The Ultimate Guide to Moldy Food—When to Eat It, When to Toss It, and How to Prevent It

Learn how to keep mold out of your fridge.

Everything we consume has an expiration date—from yogurt and vegetables to baked goods, and more. However, some of our pantry and fridge staples are more prone to mold production than others, creating a perplexing dilemma for those fighting against food waste.

After all, is it ever fine to eat moldy food? If so, what moldy foods are acceptable and which ones should be avoided? And what should we do to protect our health? We spoke with nutritionists and doctors to learn about the best ways to handle moldy food, and how we can prevent moldy food to begin with.

What Is Moldy Food?

When food becomes moldy, it's because a specific type of fungi has been given enough time to grow. Though it definitely isn't appetizing or pleasant, mold growth is normal and part of the food cycle. As celebrity chef and nutritionist Serena Poon explains, molding is a natural process in ecology that recycles foods and essentially turns them into compost. "There are mold spores everywhere, including in your home, and when they make their way into your food, they accelerate the process of decay," she says.

In food, mold can occur at any point in the supply chain, from harvest and storage to your pantry. According to Poon, mold thrives in moist environments, so it's often found in fruit and bread that's stored in warm, humid climates.

How Do You Know if Your Food Is Moldy?

As you inspect a questionable vegetable or piece of fruit, look for changes in its appearance. "When mold is present, food can become soft and turn darker, and the mold itself can look fluffy, fuzzy, or dusty," says Seema Sarin, MD, the director of lifestyle medicine at EHE Health. If you bite into the moldy food before analyzing it, you may notice a change in taste, too.

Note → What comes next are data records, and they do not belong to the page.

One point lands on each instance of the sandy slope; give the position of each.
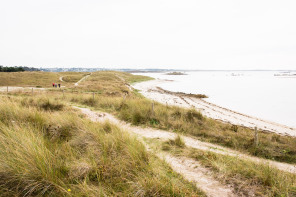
(82, 79)
(188, 168)
(149, 89)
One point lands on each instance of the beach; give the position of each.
(151, 90)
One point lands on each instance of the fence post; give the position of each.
(152, 108)
(256, 140)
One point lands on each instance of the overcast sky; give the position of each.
(189, 34)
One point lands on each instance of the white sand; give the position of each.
(149, 89)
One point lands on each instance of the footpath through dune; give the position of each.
(190, 169)
(150, 90)
(82, 79)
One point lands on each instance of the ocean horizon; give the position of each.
(268, 95)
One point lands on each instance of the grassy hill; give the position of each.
(48, 148)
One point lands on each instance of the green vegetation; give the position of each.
(55, 151)
(17, 69)
(111, 87)
(138, 111)
(176, 73)
(75, 77)
(40, 79)
(247, 178)
(47, 148)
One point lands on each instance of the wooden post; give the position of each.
(256, 140)
(152, 108)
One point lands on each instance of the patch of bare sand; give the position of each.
(150, 90)
(190, 142)
(188, 168)
(82, 79)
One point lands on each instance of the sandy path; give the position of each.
(82, 79)
(149, 89)
(188, 168)
(190, 142)
(15, 88)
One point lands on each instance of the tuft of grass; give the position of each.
(60, 153)
(246, 177)
(113, 95)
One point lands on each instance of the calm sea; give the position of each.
(257, 93)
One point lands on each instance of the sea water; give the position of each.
(261, 94)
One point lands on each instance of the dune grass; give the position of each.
(138, 111)
(39, 79)
(55, 151)
(112, 94)
(110, 83)
(246, 177)
(74, 77)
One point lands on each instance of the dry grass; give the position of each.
(73, 77)
(110, 88)
(247, 178)
(38, 79)
(57, 152)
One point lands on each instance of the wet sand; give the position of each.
(151, 90)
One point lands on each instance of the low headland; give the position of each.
(110, 135)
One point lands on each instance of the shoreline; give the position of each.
(151, 90)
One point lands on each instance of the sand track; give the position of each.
(190, 169)
(82, 79)
(149, 89)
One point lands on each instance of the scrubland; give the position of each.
(48, 148)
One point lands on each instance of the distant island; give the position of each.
(175, 73)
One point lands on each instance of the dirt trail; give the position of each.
(190, 142)
(15, 88)
(149, 89)
(82, 79)
(188, 168)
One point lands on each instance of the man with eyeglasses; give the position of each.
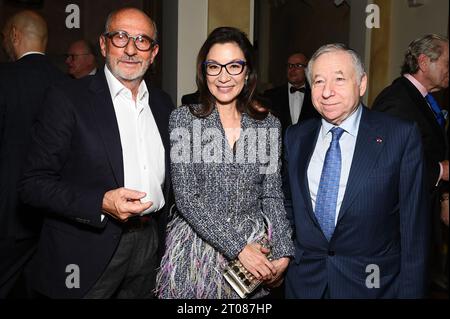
(80, 59)
(291, 102)
(98, 166)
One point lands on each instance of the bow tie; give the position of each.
(294, 89)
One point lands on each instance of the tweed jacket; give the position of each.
(227, 194)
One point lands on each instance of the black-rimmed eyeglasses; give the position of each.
(233, 67)
(120, 39)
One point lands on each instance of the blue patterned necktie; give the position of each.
(329, 185)
(436, 109)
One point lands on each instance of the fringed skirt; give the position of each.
(191, 268)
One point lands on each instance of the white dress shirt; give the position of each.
(347, 144)
(295, 104)
(142, 147)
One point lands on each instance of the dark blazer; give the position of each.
(75, 157)
(279, 105)
(23, 85)
(382, 221)
(403, 100)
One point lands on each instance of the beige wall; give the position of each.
(192, 32)
(235, 13)
(408, 24)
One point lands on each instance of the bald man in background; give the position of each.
(23, 83)
(80, 59)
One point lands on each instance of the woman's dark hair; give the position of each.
(245, 100)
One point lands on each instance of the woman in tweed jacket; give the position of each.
(225, 166)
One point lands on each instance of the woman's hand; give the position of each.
(253, 258)
(280, 265)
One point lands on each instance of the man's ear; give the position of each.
(154, 52)
(423, 62)
(14, 35)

"Another easy way to detect mold is to pay attention to the packaging," Dr. Sarin adds. Is it cracking? Is there moisture under the wrapping? How about unusual stains? According to Sarin, these are all indications something's not quite right and that mold could be present in your food.

When Is it OK to Eat Moldy Food?

Poon says the general rule is that mold spreads more easily in soft foods such as bread, fruits, and soft cheeses, which is why you shouldn't just cut off the moldy portion and eat that food anyway. However, if you spot mold in harder foods, they might still be salvageable.

"Mold on your soft food has probably traveled much further than you can see," Poon explains. "Do not sniff the moldy areas or containers as mold can easily cause allergic and respiratory reactions." The only exception is the mold on certain cheeses, such as Gorgonzola, Roquefort, and Brie, which is considered safe to consume.

If you discover mold on a hard surface—such as hard cheese or vegetables—you can likely simply cut off the moldy part and enjoy the rest of the food. "Mold has difficulty spreading through more dense surfaces, so you can be fairly confident that you are not consuming mold spores in this situation," Poon points out.

To remove mold safely, Poon recommends cutting off at least an inch around the area and then washing your knife immediately. "Clean your refrigerator after discovering mold on food to avoid further spread through the air circulation inside your fridge," she adds.

And if you're in doubt? Throw it out. As Poon warns, mold can create dangerous mycotoxins and can cause allergies, as well as respiratory issues.

How Can You Prevent Moldy Food?

Since tossing out food contributes to food waste and costs hard-earned money, it's best to prevent your food from getting moldy in the first place. The most impactful way to prevent mold from appearing: Eat your food. It may seem like an obvious solution, but it's an effective one. When you only buy the food you will eat each week, you reduce the probability that mold will appear over time and cut back on the likelihood of waste. The goal should be to purchase fresh ingredients that you will use in your meals within a few days. One fun idea to hold yourself accountable is to create an "eat me first" shelf in your fridge. As Poon explains, this is a visual reminder of what needs to be eaten ASAP.

"Keep in mind that if you live in a humid climate, perishable items, like bread and baked goods, will mold more quickly. If you do notice mold on your food, toss it and take note so that you can adjust your upcoming shopping list," she adds.

Also, as Poon explains, mold spores can spread through the air, so it's important to keep much of your food in an environment that does not allow the air in. Store leftovers, jams, yogurts, and cheeses in airtight containers. You should also store bread in a bread box or the freezer to extend its lifespan. "One exception is fruit, which should be stored with access to airflow, but eaten quickly," she says.